At the foreclosure auction, the bank sets an opening bid at an amount that covers the balance you owe on your mortgage plus any interest and penalties that have accrued prior to the sale. If nobody enters a bid in excess of that amount, the bank obtains the property by default. Otherwise, the property goes to the high bidder.
You may choose to attend a foreclosure auction in your area to experience the process for yourself. Contact your county’s register of deeds and ask where the sales are held and the dates and times. If your home ends up on the auction block, attend the sale, so you can be sure that your house has been sold and you know who purchased it. This information can come in handy later if you have the resources to buy back your home or if something happened to delay the sale.
Understanding Florida's foreclosure laws
Since every state has different foreclosure law, be sure to check the area where you're purchasing so as not to encounter any unexpected surprises. Florida is a mortgage state with a judicial process, both of which are explained below.

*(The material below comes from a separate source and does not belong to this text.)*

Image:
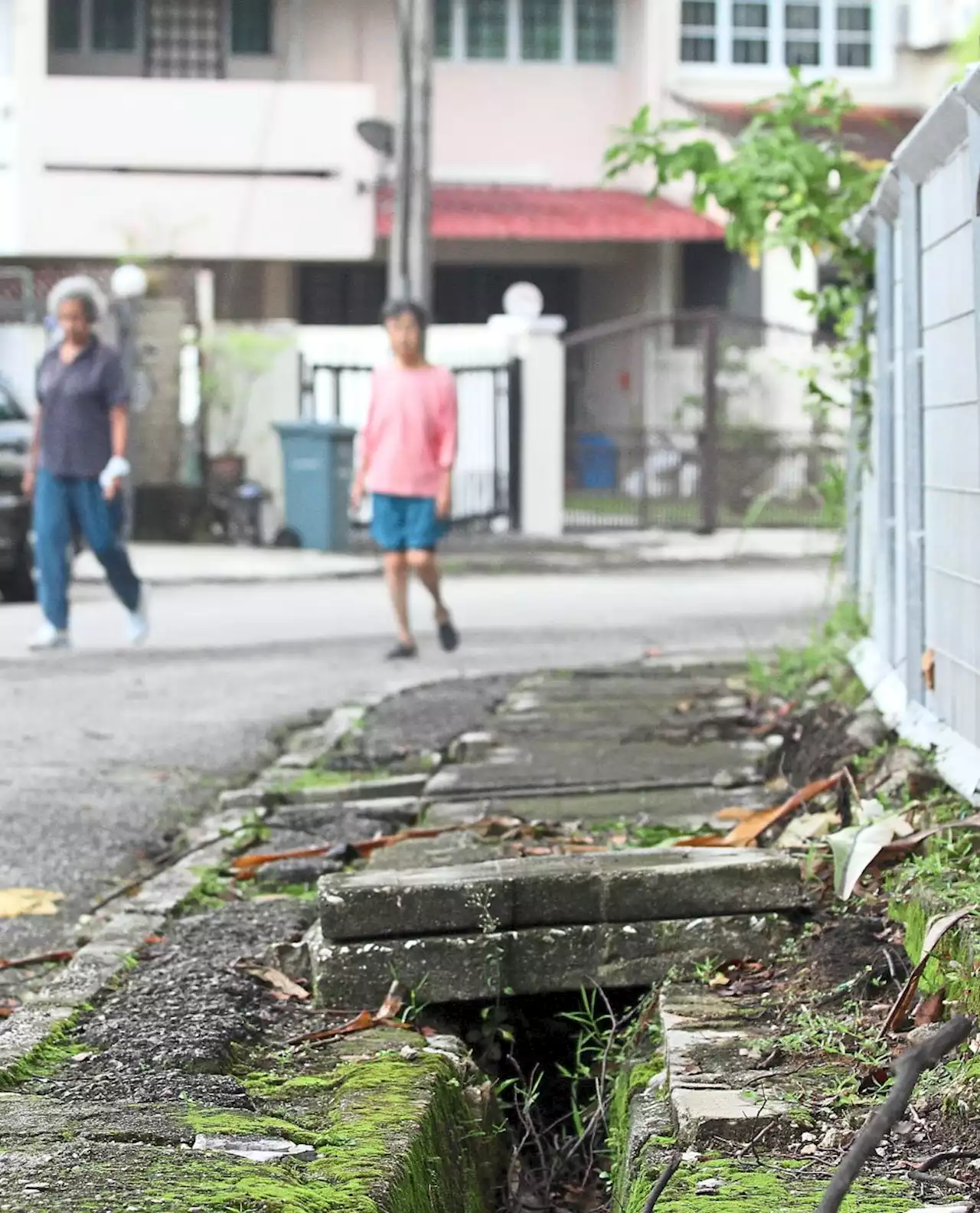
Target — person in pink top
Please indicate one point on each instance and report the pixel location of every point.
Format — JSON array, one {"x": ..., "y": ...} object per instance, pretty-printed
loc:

Since Florida is a mortgage state, the property owner holds title --unlike deed of trust states that allow title to be held by a third party that is empowered to foreclose or take back a property when a mortgage is in default.
In mortgage states, property owners facing foreclosure must go to court to rectify the situation.
Timeline in months
Since the courts are involved, a foreclosure in Florida can take approximately five to seven months or longer.
There is no redemption period in Florida, meaning that anyone who purchases a foreclosed property does not need to be afraid that the original owner may still be in a position to take back title if they can meet all the necessary conditions.